Wien (PK) - In seiner heutigen Sitzung beschäftigte sich der
Außenpolitische Ausschuss des Nationalrats im Rahmen einer aktuellen
Aussprache mit der Lage der EU nach dem negativen Ausgang der
irischen Volksabstimmung zum Vertrag von Lissabon.

Abgeordnete Elisabeth Grossmann (S) meinte eingangs, das Votum in
Irland stelle die EU vor eine völlig neue Situation. Nun gelte es,
die Gründe für dieses Ergebnis zu analysieren. Grossmann meinte, der
EU fehle es an sozialem Profil, und ebendieses müsse von ihr
verstärkt eingefordert werden. Die EU müsse ihre Politik
demokratischer und sozialer akzentuieren. Als "Elchtest" für die EU
würden sich dabei die Lebensmittel- und Treibstoffpreise erweisen,
auf welche adäquat reagiert werden müsse. Die Bundesregierung habe
mit dem konkreten Vorschlag einer Spekulationssteuer hier schon die
richtige Richtung angedeutet, nun müsse diese europaweit durchgesetzt
werden.

Abgeordneter Walter Murauer (V) forderte eine seriöse
Auseinandersetzung mit der europaweit grassierenden Unsicherheit. Die
eigene Information der Bürger müsse besser sein als jene der
Populisten. Auch Murauer trat für eine Spekulationssteuer ein, denn
es könne nicht sein, dass sich einzelne in den genannten Bereichen
auf Kosten der Bürgerinnen und Bürger bereicherten.

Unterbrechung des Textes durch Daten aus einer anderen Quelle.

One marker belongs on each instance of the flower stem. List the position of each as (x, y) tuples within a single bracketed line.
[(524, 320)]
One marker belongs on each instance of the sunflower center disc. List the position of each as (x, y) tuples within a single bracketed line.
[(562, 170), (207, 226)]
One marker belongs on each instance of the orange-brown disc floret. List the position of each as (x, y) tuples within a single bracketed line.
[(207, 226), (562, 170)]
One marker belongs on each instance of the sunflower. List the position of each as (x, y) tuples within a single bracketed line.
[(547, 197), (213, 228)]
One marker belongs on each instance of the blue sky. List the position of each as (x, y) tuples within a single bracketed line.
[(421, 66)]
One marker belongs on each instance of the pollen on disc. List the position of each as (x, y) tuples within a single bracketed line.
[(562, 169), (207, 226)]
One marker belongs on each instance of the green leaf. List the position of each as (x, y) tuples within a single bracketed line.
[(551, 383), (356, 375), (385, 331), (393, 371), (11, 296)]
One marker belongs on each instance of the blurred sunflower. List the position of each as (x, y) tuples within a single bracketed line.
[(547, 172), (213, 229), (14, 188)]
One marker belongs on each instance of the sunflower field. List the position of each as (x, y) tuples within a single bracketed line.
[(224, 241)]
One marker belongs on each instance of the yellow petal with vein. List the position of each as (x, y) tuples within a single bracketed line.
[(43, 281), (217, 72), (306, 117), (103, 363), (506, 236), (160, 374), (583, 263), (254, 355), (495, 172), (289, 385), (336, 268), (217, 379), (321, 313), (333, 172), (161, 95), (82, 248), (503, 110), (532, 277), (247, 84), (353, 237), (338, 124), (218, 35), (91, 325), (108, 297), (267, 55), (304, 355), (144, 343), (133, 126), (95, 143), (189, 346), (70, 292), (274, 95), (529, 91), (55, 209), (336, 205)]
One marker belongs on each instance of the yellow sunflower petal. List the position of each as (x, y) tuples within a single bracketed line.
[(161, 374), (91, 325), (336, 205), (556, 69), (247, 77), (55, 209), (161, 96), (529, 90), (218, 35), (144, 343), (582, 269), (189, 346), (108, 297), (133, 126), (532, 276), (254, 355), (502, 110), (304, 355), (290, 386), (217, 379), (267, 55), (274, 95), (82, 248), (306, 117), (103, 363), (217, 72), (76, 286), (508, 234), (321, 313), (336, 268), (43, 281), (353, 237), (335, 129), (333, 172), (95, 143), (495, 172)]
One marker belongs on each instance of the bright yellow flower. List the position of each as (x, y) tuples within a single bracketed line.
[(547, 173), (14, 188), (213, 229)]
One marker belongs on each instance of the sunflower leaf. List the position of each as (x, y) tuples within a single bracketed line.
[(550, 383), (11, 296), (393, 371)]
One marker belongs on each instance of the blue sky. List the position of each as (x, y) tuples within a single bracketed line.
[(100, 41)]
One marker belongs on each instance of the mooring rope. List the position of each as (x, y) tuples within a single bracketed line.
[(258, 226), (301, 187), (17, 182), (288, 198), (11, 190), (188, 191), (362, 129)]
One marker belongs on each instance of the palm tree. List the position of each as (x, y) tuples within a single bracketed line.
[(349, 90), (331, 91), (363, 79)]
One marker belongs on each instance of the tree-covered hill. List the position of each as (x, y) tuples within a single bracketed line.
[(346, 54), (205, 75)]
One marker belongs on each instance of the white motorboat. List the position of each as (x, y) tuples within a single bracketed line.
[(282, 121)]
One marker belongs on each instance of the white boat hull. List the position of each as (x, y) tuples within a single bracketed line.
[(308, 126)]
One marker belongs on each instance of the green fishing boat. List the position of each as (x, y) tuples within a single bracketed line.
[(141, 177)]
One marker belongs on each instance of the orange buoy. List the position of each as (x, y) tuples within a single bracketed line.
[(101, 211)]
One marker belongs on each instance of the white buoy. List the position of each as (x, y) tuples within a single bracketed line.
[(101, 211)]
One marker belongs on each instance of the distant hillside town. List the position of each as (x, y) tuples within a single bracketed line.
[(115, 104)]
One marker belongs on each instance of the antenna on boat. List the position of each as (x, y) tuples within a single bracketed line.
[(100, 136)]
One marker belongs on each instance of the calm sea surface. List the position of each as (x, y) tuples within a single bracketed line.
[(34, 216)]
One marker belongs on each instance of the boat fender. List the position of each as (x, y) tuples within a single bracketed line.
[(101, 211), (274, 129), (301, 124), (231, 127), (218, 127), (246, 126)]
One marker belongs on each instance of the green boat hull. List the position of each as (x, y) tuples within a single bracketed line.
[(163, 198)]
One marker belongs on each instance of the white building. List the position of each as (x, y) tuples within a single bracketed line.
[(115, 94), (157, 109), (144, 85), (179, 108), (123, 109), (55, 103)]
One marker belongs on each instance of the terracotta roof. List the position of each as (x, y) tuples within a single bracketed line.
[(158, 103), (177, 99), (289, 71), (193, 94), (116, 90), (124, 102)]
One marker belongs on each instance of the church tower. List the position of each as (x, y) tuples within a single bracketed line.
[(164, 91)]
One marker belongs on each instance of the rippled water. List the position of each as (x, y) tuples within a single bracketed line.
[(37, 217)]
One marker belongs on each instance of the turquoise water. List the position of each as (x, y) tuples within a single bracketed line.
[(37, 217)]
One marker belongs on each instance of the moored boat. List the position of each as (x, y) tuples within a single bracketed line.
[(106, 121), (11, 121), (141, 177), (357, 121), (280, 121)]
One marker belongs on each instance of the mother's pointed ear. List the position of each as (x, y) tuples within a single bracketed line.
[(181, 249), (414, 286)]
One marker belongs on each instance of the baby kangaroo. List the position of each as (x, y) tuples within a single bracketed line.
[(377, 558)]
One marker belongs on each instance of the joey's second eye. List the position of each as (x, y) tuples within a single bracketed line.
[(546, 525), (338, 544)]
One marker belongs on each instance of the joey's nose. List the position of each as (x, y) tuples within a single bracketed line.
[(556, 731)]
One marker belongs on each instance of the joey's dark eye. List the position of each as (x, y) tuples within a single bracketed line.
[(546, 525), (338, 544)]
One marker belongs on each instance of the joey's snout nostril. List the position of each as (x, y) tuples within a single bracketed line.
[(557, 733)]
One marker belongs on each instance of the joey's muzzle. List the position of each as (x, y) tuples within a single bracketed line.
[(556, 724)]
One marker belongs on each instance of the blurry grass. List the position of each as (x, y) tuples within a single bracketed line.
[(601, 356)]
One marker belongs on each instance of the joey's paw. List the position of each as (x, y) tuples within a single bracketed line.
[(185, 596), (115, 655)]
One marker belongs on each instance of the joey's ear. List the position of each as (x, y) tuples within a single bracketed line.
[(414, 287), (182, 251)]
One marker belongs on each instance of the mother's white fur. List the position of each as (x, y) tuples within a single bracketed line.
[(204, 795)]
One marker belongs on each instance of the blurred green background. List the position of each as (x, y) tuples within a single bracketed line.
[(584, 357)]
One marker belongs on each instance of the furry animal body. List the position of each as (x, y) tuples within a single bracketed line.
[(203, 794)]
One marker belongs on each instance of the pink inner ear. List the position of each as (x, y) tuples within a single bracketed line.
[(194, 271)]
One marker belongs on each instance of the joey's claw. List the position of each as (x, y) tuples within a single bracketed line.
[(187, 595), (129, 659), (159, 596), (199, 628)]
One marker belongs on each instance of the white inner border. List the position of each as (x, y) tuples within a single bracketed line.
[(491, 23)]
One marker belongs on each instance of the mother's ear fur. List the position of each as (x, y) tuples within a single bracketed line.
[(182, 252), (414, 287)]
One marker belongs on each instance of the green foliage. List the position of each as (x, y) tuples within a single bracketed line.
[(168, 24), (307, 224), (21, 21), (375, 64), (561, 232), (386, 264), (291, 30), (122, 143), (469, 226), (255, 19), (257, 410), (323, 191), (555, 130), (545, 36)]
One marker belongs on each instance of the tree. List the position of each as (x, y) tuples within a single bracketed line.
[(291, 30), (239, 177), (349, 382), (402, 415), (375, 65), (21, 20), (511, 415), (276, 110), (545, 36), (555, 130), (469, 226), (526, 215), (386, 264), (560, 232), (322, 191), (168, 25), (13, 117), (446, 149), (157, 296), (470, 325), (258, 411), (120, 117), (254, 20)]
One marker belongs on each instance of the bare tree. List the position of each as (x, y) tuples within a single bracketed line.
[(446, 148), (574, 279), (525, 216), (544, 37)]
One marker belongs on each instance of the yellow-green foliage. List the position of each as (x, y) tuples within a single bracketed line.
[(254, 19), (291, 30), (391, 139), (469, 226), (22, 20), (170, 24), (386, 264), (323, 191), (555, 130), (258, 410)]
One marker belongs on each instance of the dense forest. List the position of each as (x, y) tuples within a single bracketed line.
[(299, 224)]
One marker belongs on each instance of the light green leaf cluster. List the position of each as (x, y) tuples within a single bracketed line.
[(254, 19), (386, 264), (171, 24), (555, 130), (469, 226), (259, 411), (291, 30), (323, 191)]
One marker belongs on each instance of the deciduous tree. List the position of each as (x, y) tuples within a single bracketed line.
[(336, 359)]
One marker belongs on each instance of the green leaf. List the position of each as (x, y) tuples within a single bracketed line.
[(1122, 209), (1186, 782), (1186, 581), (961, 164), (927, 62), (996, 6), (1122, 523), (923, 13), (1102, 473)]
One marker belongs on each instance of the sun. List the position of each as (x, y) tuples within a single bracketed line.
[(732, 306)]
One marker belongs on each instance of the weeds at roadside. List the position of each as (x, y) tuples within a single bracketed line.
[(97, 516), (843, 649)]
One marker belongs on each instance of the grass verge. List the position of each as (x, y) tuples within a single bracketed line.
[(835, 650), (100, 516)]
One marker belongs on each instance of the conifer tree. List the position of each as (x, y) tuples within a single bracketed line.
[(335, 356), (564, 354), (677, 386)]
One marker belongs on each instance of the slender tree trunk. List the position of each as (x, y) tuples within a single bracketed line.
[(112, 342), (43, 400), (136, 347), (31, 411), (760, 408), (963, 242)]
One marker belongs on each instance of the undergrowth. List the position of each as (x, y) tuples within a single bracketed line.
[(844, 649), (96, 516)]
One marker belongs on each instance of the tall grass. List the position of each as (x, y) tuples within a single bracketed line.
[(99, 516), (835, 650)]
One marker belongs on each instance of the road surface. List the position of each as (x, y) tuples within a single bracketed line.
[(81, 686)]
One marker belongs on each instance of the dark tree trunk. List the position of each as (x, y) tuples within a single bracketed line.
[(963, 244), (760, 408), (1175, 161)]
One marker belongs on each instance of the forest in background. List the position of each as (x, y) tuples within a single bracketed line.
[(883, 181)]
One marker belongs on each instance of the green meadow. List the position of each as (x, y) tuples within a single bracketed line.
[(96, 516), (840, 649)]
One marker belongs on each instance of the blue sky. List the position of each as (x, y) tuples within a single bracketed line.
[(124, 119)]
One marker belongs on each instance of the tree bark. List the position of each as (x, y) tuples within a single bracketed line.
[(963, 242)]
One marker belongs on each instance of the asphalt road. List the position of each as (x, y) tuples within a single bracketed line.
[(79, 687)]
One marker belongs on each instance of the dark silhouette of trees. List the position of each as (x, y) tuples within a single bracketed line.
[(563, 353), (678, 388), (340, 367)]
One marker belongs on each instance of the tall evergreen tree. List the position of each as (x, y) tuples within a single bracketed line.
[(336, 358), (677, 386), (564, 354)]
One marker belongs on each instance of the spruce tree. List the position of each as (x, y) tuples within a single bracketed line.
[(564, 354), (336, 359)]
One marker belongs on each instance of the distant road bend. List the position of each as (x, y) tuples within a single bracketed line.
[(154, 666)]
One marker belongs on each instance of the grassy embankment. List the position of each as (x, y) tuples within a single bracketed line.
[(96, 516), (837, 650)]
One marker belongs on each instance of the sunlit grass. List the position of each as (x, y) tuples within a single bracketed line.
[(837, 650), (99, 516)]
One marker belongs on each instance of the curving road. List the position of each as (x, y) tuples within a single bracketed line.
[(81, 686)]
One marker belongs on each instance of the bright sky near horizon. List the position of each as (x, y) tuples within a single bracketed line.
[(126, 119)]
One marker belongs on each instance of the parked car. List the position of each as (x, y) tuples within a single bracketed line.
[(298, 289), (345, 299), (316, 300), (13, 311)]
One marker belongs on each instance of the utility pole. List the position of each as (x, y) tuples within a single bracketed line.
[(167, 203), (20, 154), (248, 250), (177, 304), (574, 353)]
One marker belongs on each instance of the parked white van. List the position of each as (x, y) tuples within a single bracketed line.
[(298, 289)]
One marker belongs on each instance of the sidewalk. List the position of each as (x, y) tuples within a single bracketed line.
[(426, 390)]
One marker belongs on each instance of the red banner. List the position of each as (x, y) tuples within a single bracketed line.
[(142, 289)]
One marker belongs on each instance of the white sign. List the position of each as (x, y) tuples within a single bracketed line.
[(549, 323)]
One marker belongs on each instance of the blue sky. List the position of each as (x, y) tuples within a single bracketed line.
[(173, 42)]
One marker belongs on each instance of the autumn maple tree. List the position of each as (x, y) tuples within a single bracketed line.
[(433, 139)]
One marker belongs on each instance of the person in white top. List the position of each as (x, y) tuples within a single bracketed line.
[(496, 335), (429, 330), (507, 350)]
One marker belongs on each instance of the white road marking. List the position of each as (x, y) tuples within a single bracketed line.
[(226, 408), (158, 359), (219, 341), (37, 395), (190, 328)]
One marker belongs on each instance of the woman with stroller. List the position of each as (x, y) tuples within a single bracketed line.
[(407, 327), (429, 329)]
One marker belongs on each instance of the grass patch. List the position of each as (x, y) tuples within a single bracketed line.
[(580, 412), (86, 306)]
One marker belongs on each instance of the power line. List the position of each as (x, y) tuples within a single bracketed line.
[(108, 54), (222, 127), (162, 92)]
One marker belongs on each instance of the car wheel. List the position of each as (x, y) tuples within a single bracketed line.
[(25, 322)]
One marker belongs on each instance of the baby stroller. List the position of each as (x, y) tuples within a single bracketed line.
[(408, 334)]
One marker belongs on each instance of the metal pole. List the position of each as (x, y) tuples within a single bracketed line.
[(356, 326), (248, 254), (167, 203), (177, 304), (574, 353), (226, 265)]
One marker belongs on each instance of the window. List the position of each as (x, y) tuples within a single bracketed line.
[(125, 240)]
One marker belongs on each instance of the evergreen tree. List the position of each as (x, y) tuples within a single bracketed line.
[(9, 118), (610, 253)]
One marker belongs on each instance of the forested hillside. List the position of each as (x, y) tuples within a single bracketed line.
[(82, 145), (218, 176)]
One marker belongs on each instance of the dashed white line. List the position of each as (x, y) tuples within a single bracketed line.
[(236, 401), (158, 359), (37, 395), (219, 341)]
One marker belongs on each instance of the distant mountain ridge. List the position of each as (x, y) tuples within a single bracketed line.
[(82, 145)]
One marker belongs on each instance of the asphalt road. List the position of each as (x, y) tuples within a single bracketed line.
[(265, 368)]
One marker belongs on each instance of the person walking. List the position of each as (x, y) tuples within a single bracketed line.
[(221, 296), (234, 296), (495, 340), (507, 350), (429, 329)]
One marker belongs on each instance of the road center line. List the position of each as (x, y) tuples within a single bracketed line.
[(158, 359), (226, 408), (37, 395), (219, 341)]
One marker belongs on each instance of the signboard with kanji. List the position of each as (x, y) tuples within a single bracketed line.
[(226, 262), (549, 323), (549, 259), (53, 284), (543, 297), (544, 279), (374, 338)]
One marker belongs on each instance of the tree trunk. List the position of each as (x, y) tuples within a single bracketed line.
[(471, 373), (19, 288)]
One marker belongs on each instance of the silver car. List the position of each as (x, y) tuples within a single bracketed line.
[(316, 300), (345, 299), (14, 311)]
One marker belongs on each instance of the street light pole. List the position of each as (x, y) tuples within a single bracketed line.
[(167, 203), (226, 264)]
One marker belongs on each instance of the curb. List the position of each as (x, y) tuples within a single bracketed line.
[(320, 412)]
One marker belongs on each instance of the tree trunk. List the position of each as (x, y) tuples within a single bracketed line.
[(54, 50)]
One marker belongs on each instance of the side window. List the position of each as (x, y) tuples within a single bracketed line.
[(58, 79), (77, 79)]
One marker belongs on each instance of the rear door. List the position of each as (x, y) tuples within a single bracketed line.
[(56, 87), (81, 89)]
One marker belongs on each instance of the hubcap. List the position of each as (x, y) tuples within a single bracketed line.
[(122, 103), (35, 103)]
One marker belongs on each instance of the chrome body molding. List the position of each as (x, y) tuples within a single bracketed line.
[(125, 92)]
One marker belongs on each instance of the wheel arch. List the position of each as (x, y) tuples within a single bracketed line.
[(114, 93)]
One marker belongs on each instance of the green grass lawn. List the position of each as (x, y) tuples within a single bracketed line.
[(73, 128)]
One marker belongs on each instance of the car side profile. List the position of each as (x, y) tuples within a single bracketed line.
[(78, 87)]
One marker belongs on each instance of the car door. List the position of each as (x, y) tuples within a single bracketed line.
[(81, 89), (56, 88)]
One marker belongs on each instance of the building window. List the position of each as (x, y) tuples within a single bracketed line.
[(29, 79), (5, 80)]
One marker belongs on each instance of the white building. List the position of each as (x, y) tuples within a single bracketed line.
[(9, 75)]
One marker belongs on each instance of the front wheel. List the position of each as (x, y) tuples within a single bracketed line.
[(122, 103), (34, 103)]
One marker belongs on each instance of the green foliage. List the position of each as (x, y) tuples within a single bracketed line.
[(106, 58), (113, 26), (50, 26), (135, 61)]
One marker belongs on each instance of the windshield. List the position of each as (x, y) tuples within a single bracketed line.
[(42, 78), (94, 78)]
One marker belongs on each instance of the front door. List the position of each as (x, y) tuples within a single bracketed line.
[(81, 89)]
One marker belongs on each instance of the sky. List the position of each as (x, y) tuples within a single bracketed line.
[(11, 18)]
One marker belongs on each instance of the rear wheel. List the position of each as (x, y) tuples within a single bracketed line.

Abgeordnete Ulrike Lunacek (G) vermisste konkrete Vorstellungen und
Strategien, wie die EU gemeinsam aus dem aktuellen Dilemma
herausfinden könne. Es stelle sich die Frage, wie groß die Chancen
seien, dass sich der Rat zu konkreten Schritten durchringen könne.
Lunacek regte an, den Bürgerrechtsteil des Vertrags im Rahmen der
nächsten Wahlen zum Europäischen Parlament einer europaweiten
Volksabstimmung zu unterziehen, um den Bürgerinnen und Bürgern die
positiven Seiten des Vertrages nahezubringen und so einen Schritt aus
der Vertrauenskrise zu machen.

Abgeordneter Reinhard Eugen Bösch (F) kam zu dem Befund, das "Nein"
der Iren habe nicht eine grundsätzliche Ablehnung der europäischen
Einigung bedeutet, sondern ein prinzipielles "Nein" zu der Art, wie
diese in den letzten Jahren vorangetrieben wurde. Bösch erinnerte
daran, dass bereits der Vertrag von Nizza zweimal abgelehnt worden
war, ehe man diesen in einen Vertrag von Lissabon umgewandelt habe.
Die Bürgerinnen und Bürger hätten dieses Spiel aber durchschaut und
sich nicht für dumm verkaufen lassen. Daher sollten nun auch Versuche
unterbleiben, diesen Vertrag zu retten, sondern man müsse zurück an
den Start und den gesamten Prozess bürgernah gestalten. Am Ende des
Prozesses müsse eine europaweite Volksabstimmung stehen, hielt Bösch
fest. Außerdem müsse sich die Politik der EU grundsätzlich wandeln
und sich an den Bedürfnissen der europäischen Bürger orientieren.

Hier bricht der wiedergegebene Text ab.